Optimize Mainframe Virtualization
Tips to overcome 4 key performance-management challenges
Performance management in a mainframe environment is an important part of the IT department. The requirements for mainframe performance management and distributed performance management differ in many ways that may not be intuitive for installations new to mainframe, or of the requirements when adding Linux*.
Unlike distributed platforms—where specific applications, for the most part, don’t impact other applications—every application has the potential for impacting others in a shared-resource, fully virtualized environment where all resources, including processors and real memory, are shared. The concept of shared resources is very different in a z/VM* environment than in other virtualization options. With a history of almost 40 years, z/VM has been designed to over commit resources often with 30 or more Linux servers sharing one IFL, with a real storage overcommitment of three-to-one or more. Managing this overcommitment is a challenge that doesn’t exist in nonvirtualized, nonshared environments.
Four areas of performance management should be addressed to optimize mainframe virtualization capabilities. Addressing these challenges ensures target service levels are met and helps manage hardware costs. In distributed environments, adding hardware is often less expensive than the cost of analysis, which leads to server sprawl with server resource utilization at less than 10 percent. Increasing server utilization requires management and, with z/VM, many systems today boast utilizations of more than 90 percent while still meeting the required service levels. To do this, management in these forms is required:
»Performance analysis and tuning: to solve current performance issues
»Capacity planning: to understand growth and plan for capital expenditures and avoid future performance issues
»Chargeback and accounting: to ensure costs are understood and managed
»Operational alerts: to detect performance issues early and allow for corrective action
Many challenges to functional performance management aren’t intuitive to companies that haven’t yet faced the issues. Assumptions may be made that —business as usual” may be maintained, either from a distributed perspective or a z/OS* perspective. However, the technology to provide performance management for an environment of Linux servers operating under z/VM has requirements and needs planning and validation. For example, installations often have specific agents to detect operational problems. In a distributed environment where resource utilization may be 10 percent, an agent that uses an additional 5 percent isn’t an issue. However, put 20 servers on one IFL and that single agent has now consumed the IFL.
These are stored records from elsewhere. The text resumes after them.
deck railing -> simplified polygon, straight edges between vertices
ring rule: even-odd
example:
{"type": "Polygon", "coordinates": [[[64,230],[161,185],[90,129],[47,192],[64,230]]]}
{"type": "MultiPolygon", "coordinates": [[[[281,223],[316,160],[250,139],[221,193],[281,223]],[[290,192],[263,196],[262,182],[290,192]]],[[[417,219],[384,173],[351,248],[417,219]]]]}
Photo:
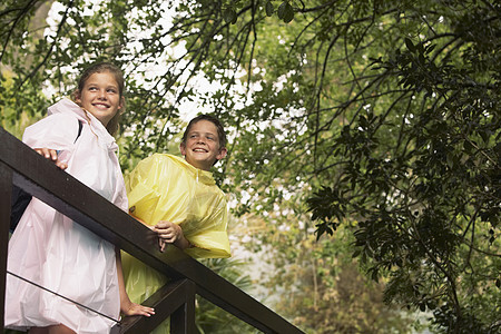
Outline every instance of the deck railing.
{"type": "Polygon", "coordinates": [[[58,169],[0,127],[0,328],[4,326],[7,252],[11,189],[16,185],[104,239],[170,277],[144,304],[155,316],[126,317],[111,333],[148,333],[170,316],[171,333],[197,333],[195,295],[264,333],[303,333],[213,271],[170,246],[160,253],[156,235],[143,224],[58,169]]]}

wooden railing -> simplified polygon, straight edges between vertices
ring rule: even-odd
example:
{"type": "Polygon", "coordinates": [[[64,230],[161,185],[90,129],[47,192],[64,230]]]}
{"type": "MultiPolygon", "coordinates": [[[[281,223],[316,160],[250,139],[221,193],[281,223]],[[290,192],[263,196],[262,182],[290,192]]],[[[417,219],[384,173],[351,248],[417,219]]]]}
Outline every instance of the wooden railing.
{"type": "Polygon", "coordinates": [[[168,316],[171,333],[197,333],[196,294],[264,333],[303,333],[178,248],[170,246],[160,253],[150,229],[58,169],[1,127],[0,328],[4,326],[12,184],[171,278],[144,303],[155,307],[155,316],[126,317],[114,326],[111,333],[148,333],[168,316]]]}

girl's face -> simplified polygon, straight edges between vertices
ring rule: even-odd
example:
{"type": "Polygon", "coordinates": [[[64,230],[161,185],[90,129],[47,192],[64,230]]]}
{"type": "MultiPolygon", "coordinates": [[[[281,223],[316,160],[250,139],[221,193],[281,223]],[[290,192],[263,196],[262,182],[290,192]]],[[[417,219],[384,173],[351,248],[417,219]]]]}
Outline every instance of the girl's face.
{"type": "Polygon", "coordinates": [[[76,102],[92,114],[106,127],[122,107],[117,80],[111,72],[96,72],[86,80],[76,102]]]}

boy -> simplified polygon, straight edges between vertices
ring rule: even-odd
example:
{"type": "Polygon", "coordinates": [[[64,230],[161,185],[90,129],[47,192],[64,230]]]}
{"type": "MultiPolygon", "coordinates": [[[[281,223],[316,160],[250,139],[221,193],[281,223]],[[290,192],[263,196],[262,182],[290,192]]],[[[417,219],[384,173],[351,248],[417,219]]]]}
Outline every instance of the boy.
{"type": "MultiPolygon", "coordinates": [[[[208,115],[191,119],[179,149],[185,159],[155,154],[126,178],[129,212],[158,233],[160,250],[174,244],[193,257],[229,257],[226,198],[209,171],[227,154],[220,122],[208,115]]],[[[122,265],[132,302],[144,302],[167,283],[128,254],[122,265]]]]}

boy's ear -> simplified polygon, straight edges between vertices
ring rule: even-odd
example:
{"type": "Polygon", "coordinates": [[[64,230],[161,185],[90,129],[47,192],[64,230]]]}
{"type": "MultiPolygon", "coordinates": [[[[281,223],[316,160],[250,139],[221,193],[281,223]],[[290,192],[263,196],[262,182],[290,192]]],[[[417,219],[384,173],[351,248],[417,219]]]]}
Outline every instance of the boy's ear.
{"type": "Polygon", "coordinates": [[[226,149],[226,147],[223,147],[219,149],[219,154],[216,156],[216,159],[218,159],[218,160],[224,159],[227,154],[228,154],[228,150],[226,149]]]}

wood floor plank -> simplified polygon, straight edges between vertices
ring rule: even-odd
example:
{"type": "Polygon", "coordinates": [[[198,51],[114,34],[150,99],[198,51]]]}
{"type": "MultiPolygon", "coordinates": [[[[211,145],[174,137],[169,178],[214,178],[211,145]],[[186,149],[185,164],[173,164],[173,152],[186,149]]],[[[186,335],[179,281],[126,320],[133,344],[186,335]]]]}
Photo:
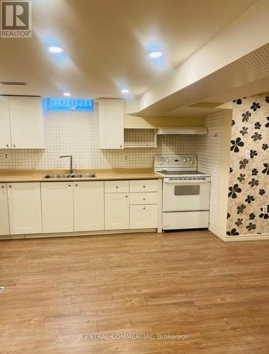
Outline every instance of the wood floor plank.
{"type": "Polygon", "coordinates": [[[268,353],[268,256],[207,231],[2,241],[1,353],[268,353]]]}

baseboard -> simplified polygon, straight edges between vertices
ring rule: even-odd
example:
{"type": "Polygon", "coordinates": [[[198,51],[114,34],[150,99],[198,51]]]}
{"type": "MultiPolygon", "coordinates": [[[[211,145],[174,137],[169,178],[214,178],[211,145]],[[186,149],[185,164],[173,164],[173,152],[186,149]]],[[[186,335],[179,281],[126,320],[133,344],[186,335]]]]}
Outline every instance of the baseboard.
{"type": "Polygon", "coordinates": [[[244,234],[240,236],[228,236],[219,232],[214,227],[210,227],[208,229],[212,234],[217,236],[221,240],[224,242],[234,242],[236,241],[258,241],[258,240],[269,240],[269,234],[244,234]]]}
{"type": "Polygon", "coordinates": [[[1,240],[11,240],[19,239],[43,239],[48,237],[71,237],[76,236],[95,236],[95,235],[110,235],[115,234],[134,234],[137,232],[156,232],[156,229],[127,229],[123,230],[101,230],[93,232],[59,232],[55,234],[32,234],[23,235],[6,235],[0,236],[1,240]]]}

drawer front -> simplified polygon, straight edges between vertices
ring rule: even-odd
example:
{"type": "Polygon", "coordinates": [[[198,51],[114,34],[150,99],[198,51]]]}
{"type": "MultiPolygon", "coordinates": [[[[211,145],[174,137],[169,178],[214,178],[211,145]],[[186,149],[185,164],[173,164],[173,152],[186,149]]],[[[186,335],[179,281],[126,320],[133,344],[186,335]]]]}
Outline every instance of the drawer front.
{"type": "Polygon", "coordinates": [[[129,193],[129,181],[106,181],[105,193],[129,193]]]}
{"type": "Polygon", "coordinates": [[[130,191],[136,192],[158,192],[158,180],[137,180],[130,181],[130,191]]]}
{"type": "Polygon", "coordinates": [[[130,193],[130,204],[158,204],[158,193],[156,192],[130,193]]]}
{"type": "Polygon", "coordinates": [[[130,228],[158,227],[158,205],[130,205],[130,228]]]}

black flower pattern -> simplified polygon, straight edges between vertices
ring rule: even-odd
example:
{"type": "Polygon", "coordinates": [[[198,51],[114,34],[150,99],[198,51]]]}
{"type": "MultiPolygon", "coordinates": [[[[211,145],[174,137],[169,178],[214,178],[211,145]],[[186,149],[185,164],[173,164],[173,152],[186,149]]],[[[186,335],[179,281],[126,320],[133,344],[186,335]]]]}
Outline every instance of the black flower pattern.
{"type": "Polygon", "coordinates": [[[246,177],[246,174],[240,173],[239,177],[237,177],[237,179],[239,182],[243,182],[243,181],[246,180],[245,177],[246,177]]]}
{"type": "Polygon", "coordinates": [[[252,176],[257,176],[258,173],[258,171],[257,170],[257,169],[253,169],[252,171],[251,171],[251,174],[252,176]]]}
{"type": "Polygon", "coordinates": [[[241,192],[241,188],[239,186],[237,183],[236,183],[232,187],[229,187],[229,193],[228,193],[228,197],[231,197],[231,198],[234,199],[237,198],[236,193],[240,193],[241,192]]]}
{"type": "Polygon", "coordinates": [[[248,182],[251,187],[255,187],[255,185],[258,185],[259,181],[258,179],[252,178],[251,181],[248,182]]]}
{"type": "Polygon", "coordinates": [[[258,156],[258,152],[256,150],[250,150],[249,152],[251,155],[251,159],[253,159],[254,156],[258,156]]]}
{"type": "Polygon", "coordinates": [[[251,202],[253,202],[255,200],[255,198],[253,195],[248,195],[246,198],[245,202],[248,202],[248,204],[251,204],[251,202]]]}
{"type": "Polygon", "coordinates": [[[242,169],[246,169],[246,165],[248,164],[248,160],[246,159],[244,159],[241,161],[239,161],[239,169],[241,170],[242,169]]]}
{"type": "Polygon", "coordinates": [[[235,224],[236,226],[239,227],[239,226],[241,226],[241,225],[242,225],[242,224],[243,224],[242,221],[243,221],[243,219],[237,219],[237,221],[236,221],[236,222],[235,222],[235,223],[234,223],[234,224],[235,224]]]}
{"type": "MultiPolygon", "coordinates": [[[[267,208],[267,210],[268,210],[268,208],[267,208]]],[[[261,219],[269,219],[269,213],[264,212],[262,207],[261,208],[261,213],[260,214],[259,217],[261,217],[261,219]]]]}
{"type": "Polygon", "coordinates": [[[261,140],[263,136],[261,134],[258,133],[256,132],[253,135],[251,135],[251,139],[254,140],[254,142],[256,142],[257,140],[261,140]]]}
{"type": "Polygon", "coordinates": [[[260,190],[258,191],[258,193],[260,195],[264,195],[265,194],[265,191],[264,189],[260,189],[260,190]]]}
{"type": "Polygon", "coordinates": [[[250,117],[251,117],[251,113],[247,110],[246,113],[242,114],[242,122],[248,122],[250,117]]]}
{"type": "Polygon", "coordinates": [[[261,129],[261,124],[260,122],[256,122],[254,125],[255,129],[261,129]]]}
{"type": "Polygon", "coordinates": [[[266,234],[269,224],[269,94],[241,101],[244,106],[234,107],[234,103],[232,118],[228,207],[233,212],[229,212],[227,222],[229,236],[266,234]]]}
{"type": "Polygon", "coordinates": [[[246,229],[247,229],[248,231],[255,230],[256,228],[256,225],[255,224],[253,224],[252,222],[250,222],[248,225],[246,227],[246,229]]]}
{"type": "Polygon", "coordinates": [[[259,108],[261,108],[261,105],[260,105],[260,103],[258,102],[253,102],[252,103],[251,109],[253,110],[254,110],[254,112],[256,110],[257,110],[258,109],[259,109],[259,108]]]}
{"type": "Polygon", "coordinates": [[[234,152],[239,152],[239,147],[244,147],[244,144],[241,141],[241,137],[236,137],[235,140],[231,140],[231,151],[233,151],[234,152]]]}
{"type": "Polygon", "coordinates": [[[266,127],[267,128],[268,128],[268,127],[269,127],[269,117],[266,117],[266,119],[267,119],[267,120],[268,120],[268,122],[265,124],[265,127],[266,127]]]}
{"type": "Polygon", "coordinates": [[[239,234],[239,233],[236,231],[236,229],[231,229],[231,231],[227,231],[227,234],[228,236],[235,236],[239,234]]]}
{"type": "Polygon", "coordinates": [[[244,209],[246,209],[246,205],[244,204],[241,204],[241,205],[238,205],[237,206],[237,214],[243,214],[244,209]]]}
{"type": "Polygon", "coordinates": [[[244,137],[244,135],[248,134],[248,127],[242,127],[242,129],[240,130],[240,132],[241,132],[241,135],[244,137]]]}
{"type": "Polygon", "coordinates": [[[265,169],[261,171],[262,173],[266,173],[267,175],[269,175],[269,163],[263,164],[263,166],[265,166],[265,169]]]}

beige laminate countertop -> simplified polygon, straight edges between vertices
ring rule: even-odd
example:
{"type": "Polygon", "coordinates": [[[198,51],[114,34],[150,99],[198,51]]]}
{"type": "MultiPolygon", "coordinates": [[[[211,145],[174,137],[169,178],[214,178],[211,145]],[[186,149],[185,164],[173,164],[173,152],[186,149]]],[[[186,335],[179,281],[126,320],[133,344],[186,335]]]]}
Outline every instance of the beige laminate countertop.
{"type": "Polygon", "coordinates": [[[94,173],[93,178],[44,178],[47,174],[68,173],[67,170],[0,170],[0,183],[62,182],[70,181],[105,181],[161,178],[149,169],[118,169],[102,170],[76,170],[76,173],[94,173]]]}

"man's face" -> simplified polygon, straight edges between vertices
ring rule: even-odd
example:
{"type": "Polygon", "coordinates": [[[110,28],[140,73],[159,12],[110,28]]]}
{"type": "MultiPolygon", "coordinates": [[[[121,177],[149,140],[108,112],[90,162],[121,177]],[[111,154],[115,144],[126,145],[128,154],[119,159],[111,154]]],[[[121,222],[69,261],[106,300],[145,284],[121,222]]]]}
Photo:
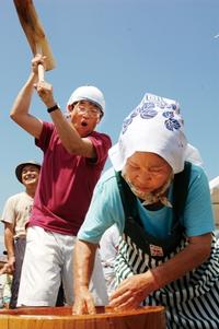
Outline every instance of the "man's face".
{"type": "Polygon", "coordinates": [[[25,187],[36,186],[38,183],[39,168],[35,165],[26,165],[23,167],[21,178],[25,187]]]}
{"type": "Polygon", "coordinates": [[[89,102],[79,101],[69,106],[70,120],[81,137],[90,134],[101,120],[100,108],[89,102]]]}

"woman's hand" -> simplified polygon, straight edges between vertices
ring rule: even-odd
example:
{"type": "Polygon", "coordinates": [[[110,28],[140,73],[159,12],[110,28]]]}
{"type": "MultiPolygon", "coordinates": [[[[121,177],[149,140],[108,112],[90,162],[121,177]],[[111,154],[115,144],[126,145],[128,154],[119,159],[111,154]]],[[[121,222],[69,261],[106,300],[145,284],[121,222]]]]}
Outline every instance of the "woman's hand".
{"type": "Polygon", "coordinates": [[[110,306],[118,309],[137,308],[151,292],[158,289],[150,270],[142,274],[132,275],[124,280],[111,295],[110,306]]]}

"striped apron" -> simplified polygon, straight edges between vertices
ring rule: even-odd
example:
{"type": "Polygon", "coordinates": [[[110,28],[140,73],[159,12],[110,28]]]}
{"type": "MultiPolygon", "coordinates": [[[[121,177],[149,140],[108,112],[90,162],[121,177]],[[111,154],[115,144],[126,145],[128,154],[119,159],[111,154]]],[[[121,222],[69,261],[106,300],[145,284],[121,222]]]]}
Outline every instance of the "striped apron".
{"type": "MultiPolygon", "coordinates": [[[[117,284],[168,261],[186,247],[181,240],[174,252],[158,260],[142,251],[126,234],[115,262],[117,284]]],[[[163,305],[169,329],[219,329],[219,240],[214,236],[210,257],[181,279],[154,291],[142,305],[163,305]]]]}
{"type": "MultiPolygon", "coordinates": [[[[126,215],[124,234],[115,260],[116,286],[126,278],[145,273],[173,258],[188,244],[180,216],[184,211],[189,181],[189,164],[175,175],[174,221],[171,235],[159,240],[140,223],[135,198],[118,173],[117,184],[126,215]],[[182,192],[183,191],[183,192],[182,192]]],[[[209,258],[198,268],[154,291],[142,305],[163,305],[168,329],[219,329],[219,239],[212,234],[209,258]]]]}

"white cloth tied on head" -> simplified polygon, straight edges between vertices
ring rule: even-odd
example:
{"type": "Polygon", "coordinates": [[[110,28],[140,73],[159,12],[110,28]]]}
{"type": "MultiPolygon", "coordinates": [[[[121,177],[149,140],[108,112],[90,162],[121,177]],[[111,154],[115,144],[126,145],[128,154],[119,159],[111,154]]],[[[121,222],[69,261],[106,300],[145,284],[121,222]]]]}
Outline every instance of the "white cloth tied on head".
{"type": "Polygon", "coordinates": [[[124,168],[135,152],[152,152],[163,157],[177,174],[184,169],[187,140],[178,103],[146,94],[124,120],[118,143],[108,151],[115,171],[124,168]]]}

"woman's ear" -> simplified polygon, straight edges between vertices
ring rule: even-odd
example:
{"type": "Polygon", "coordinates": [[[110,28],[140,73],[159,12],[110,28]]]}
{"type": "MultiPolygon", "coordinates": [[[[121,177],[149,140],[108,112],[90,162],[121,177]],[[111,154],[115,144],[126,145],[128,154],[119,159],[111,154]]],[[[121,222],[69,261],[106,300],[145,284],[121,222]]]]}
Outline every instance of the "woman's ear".
{"type": "Polygon", "coordinates": [[[72,109],[73,109],[73,105],[72,105],[72,104],[69,104],[69,105],[68,105],[68,110],[71,111],[72,109]]]}

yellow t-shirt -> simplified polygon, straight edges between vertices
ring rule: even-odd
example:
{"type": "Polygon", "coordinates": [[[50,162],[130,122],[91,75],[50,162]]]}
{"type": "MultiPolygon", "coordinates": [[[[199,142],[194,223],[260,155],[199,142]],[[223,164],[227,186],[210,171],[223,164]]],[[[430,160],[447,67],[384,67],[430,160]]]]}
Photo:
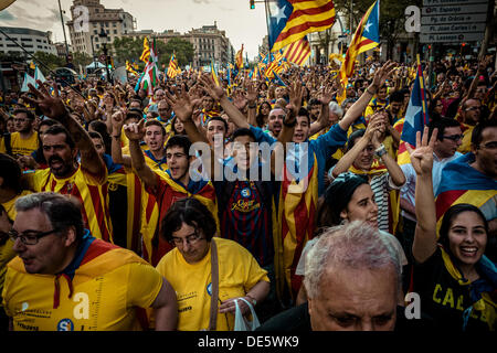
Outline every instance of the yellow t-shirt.
{"type": "MultiPolygon", "coordinates": [[[[248,250],[236,242],[214,238],[219,257],[219,299],[244,297],[258,281],[269,281],[248,250]]],[[[178,330],[209,328],[211,308],[211,249],[197,264],[188,264],[178,248],[166,254],[157,270],[175,288],[178,298],[178,330]]],[[[218,313],[216,331],[233,331],[234,314],[218,313]]]]}
{"type": "Polygon", "coordinates": [[[465,125],[466,129],[463,131],[463,142],[461,143],[459,148],[457,149],[458,152],[466,154],[467,152],[472,151],[472,135],[474,126],[465,125]]]}
{"type": "Polygon", "coordinates": [[[12,147],[12,154],[14,156],[31,156],[39,147],[38,132],[34,131],[29,139],[23,139],[19,132],[13,132],[11,135],[10,146],[12,147]]]}
{"type": "Polygon", "coordinates": [[[53,191],[75,196],[82,203],[82,215],[85,227],[97,239],[113,242],[110,214],[108,211],[108,182],[96,180],[91,173],[78,167],[68,178],[59,179],[50,169],[38,170],[27,174],[32,190],[35,192],[53,191]]]}
{"type": "MultiPolygon", "coordinates": [[[[11,221],[15,221],[15,216],[17,216],[17,212],[15,212],[15,200],[18,200],[21,196],[25,196],[28,194],[30,194],[31,191],[23,191],[20,195],[13,197],[12,200],[2,203],[3,208],[6,208],[7,211],[7,215],[9,216],[9,218],[11,221]]],[[[3,282],[6,280],[6,272],[7,272],[7,264],[9,264],[9,261],[11,259],[13,259],[15,257],[15,252],[12,249],[13,243],[11,239],[8,239],[6,242],[6,244],[0,246],[0,301],[2,299],[1,293],[2,293],[2,289],[3,289],[3,282]]],[[[1,304],[0,304],[1,306],[1,304]]]]}
{"type": "MultiPolygon", "coordinates": [[[[54,309],[55,276],[27,274],[15,257],[8,266],[3,289],[6,312],[15,331],[140,330],[137,308],[149,308],[162,277],[133,252],[95,239],[72,280],[59,277],[60,303],[54,309]],[[103,245],[104,244],[104,245],[103,245]],[[102,253],[95,248],[107,247],[102,253]],[[112,248],[109,248],[112,247],[112,248]]],[[[145,313],[145,311],[144,311],[145,313]]]]}

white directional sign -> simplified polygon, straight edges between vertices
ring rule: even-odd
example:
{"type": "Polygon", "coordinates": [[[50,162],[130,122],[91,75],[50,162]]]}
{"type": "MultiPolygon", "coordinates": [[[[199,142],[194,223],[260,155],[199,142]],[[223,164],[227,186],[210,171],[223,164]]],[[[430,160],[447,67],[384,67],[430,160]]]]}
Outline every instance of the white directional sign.
{"type": "Polygon", "coordinates": [[[423,0],[421,43],[482,41],[487,0],[423,0]]]}
{"type": "Polygon", "coordinates": [[[421,33],[469,33],[483,31],[485,31],[485,23],[430,24],[421,26],[421,33]]]}
{"type": "Polygon", "coordinates": [[[469,4],[488,3],[486,0],[423,0],[423,7],[450,6],[450,4],[469,4]]]}
{"type": "Polygon", "coordinates": [[[453,24],[453,23],[477,23],[485,22],[486,13],[448,14],[448,15],[423,15],[421,24],[453,24]]]}
{"type": "Polygon", "coordinates": [[[421,43],[463,43],[477,42],[484,38],[483,32],[476,33],[441,33],[441,34],[420,34],[421,43]]]}
{"type": "Polygon", "coordinates": [[[472,3],[472,4],[451,4],[438,7],[423,7],[422,15],[435,14],[461,14],[461,13],[486,13],[487,3],[472,3]]]}

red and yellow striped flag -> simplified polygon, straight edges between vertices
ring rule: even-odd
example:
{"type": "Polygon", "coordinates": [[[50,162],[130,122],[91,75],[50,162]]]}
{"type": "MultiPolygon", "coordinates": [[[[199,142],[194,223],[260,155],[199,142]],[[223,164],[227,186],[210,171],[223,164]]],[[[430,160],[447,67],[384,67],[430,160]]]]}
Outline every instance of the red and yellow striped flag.
{"type": "Polygon", "coordinates": [[[284,49],[308,33],[325,31],[335,23],[335,4],[331,0],[266,1],[266,9],[272,52],[284,49]]]}
{"type": "Polygon", "coordinates": [[[290,63],[304,66],[310,56],[310,45],[306,36],[289,44],[284,51],[285,56],[290,63]]]}
{"type": "Polygon", "coordinates": [[[148,39],[144,38],[144,52],[141,53],[140,61],[144,63],[148,63],[148,58],[150,57],[150,44],[148,43],[148,39]]]}

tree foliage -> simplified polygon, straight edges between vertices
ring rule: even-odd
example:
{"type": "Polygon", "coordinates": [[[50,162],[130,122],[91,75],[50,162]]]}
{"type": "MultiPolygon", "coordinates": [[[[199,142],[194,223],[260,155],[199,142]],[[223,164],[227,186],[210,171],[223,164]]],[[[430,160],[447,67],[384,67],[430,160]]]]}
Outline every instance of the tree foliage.
{"type": "MultiPolygon", "coordinates": [[[[124,64],[126,61],[135,61],[138,63],[140,69],[145,67],[145,63],[139,61],[144,51],[142,39],[115,39],[113,46],[116,52],[114,57],[115,62],[124,64]]],[[[169,64],[172,53],[176,53],[180,66],[184,66],[193,60],[193,45],[179,38],[170,39],[167,43],[156,39],[156,47],[157,55],[159,56],[159,68],[161,68],[162,64],[166,66],[169,64]]]]}
{"type": "MultiPolygon", "coordinates": [[[[361,21],[366,11],[374,2],[373,0],[334,0],[335,8],[340,11],[346,23],[350,19],[350,1],[352,2],[352,31],[356,31],[357,25],[361,21]]],[[[422,0],[381,0],[380,1],[380,38],[388,44],[388,53],[391,56],[391,51],[400,34],[405,34],[405,8],[409,6],[422,6],[422,0]]],[[[343,23],[343,25],[346,25],[343,23]]],[[[347,26],[347,25],[346,25],[347,26]]],[[[353,33],[353,32],[352,32],[353,33]]]]}

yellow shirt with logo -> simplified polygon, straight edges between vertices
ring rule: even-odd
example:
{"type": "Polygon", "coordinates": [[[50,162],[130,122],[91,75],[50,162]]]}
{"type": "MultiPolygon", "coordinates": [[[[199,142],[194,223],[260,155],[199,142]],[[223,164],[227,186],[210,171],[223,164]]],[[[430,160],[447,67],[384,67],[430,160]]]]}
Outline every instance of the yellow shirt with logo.
{"type": "MultiPolygon", "coordinates": [[[[15,212],[15,200],[18,200],[21,196],[25,196],[28,194],[30,194],[31,191],[23,191],[20,195],[13,197],[12,200],[2,203],[3,208],[7,212],[7,215],[9,216],[9,218],[13,222],[15,221],[15,216],[17,216],[17,212],[15,212]]],[[[13,247],[13,243],[11,239],[8,239],[6,242],[6,244],[0,245],[0,302],[1,302],[1,292],[3,289],[3,282],[6,280],[6,274],[7,274],[7,264],[9,264],[9,261],[11,259],[13,259],[15,257],[15,252],[12,249],[13,247]]],[[[1,306],[1,303],[0,303],[1,306]]]]}
{"type": "MultiPolygon", "coordinates": [[[[219,299],[244,297],[258,281],[269,281],[248,250],[236,242],[214,238],[219,258],[219,299]]],[[[209,328],[211,308],[211,249],[197,264],[188,264],[178,248],[166,254],[157,270],[175,288],[178,298],[178,330],[209,328]]],[[[233,331],[234,314],[218,313],[216,331],[233,331]]]]}
{"type": "MultiPolygon", "coordinates": [[[[102,247],[102,243],[94,240],[88,253],[94,245],[102,247]]],[[[154,303],[161,289],[162,277],[133,252],[104,244],[114,248],[76,269],[72,293],[68,280],[59,278],[60,303],[55,309],[55,276],[28,274],[22,260],[15,257],[9,264],[3,289],[3,304],[13,320],[13,329],[140,330],[137,308],[149,308],[154,303]]]]}
{"type": "Polygon", "coordinates": [[[13,132],[11,135],[10,146],[14,156],[31,156],[39,147],[38,132],[33,132],[29,139],[23,139],[20,132],[13,132]]]}

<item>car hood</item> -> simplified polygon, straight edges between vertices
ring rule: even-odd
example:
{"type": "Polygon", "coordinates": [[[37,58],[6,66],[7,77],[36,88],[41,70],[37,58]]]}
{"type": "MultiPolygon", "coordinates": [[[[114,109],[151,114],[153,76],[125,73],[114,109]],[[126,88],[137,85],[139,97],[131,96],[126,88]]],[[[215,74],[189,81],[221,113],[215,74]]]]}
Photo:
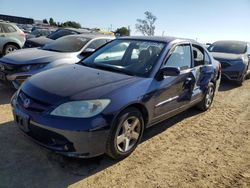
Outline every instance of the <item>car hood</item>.
{"type": "Polygon", "coordinates": [[[242,54],[229,54],[229,53],[218,53],[218,52],[210,52],[214,59],[221,60],[238,60],[242,59],[242,54]]]}
{"type": "Polygon", "coordinates": [[[51,41],[53,41],[53,40],[50,38],[47,38],[47,37],[37,37],[37,38],[31,38],[31,39],[27,40],[27,42],[39,44],[39,46],[43,46],[51,41]]]}
{"type": "Polygon", "coordinates": [[[41,72],[22,85],[31,98],[49,104],[98,99],[142,78],[81,65],[67,65],[41,72]]]}
{"type": "Polygon", "coordinates": [[[26,48],[7,54],[1,61],[13,65],[48,63],[69,56],[70,53],[53,52],[41,48],[26,48]]]}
Performance management is more critical in a shared-resource environment running many servers and applications than in a nonshared dedicated-server environment where the only application being impacted is the one on the server. Linux on System z* installations must face the instrumentation and performance-management challenges of the virtualized environment to take full advantage of its power.
1. Performance Analysis and Tuning
The objective of performance analysis and tuning is to resolve performance problems when they occur. Performance analysis and tuning in the mainframe environment requires an understanding of shared resources, of many different subsystems and how to detect bottlenecks in complex environments. Problems may occur in many different areas, from the DASD system to storage, to the network itself. To assume problems won’t happen will follow Murphy’s law to the extreme: they’ll happen at the worst possible time.
It’s not just the z/VM system resources requiring performance analysis, but also inside Linux when processes are looping, when applications are consuming more-than-normal resources or when applications have storage cancers (i.e., they keep acquiring real storage but never release it). Swap-space activity and other file-system activity will need analysis as well, and all without using expensive agent technology that consumes additional resources.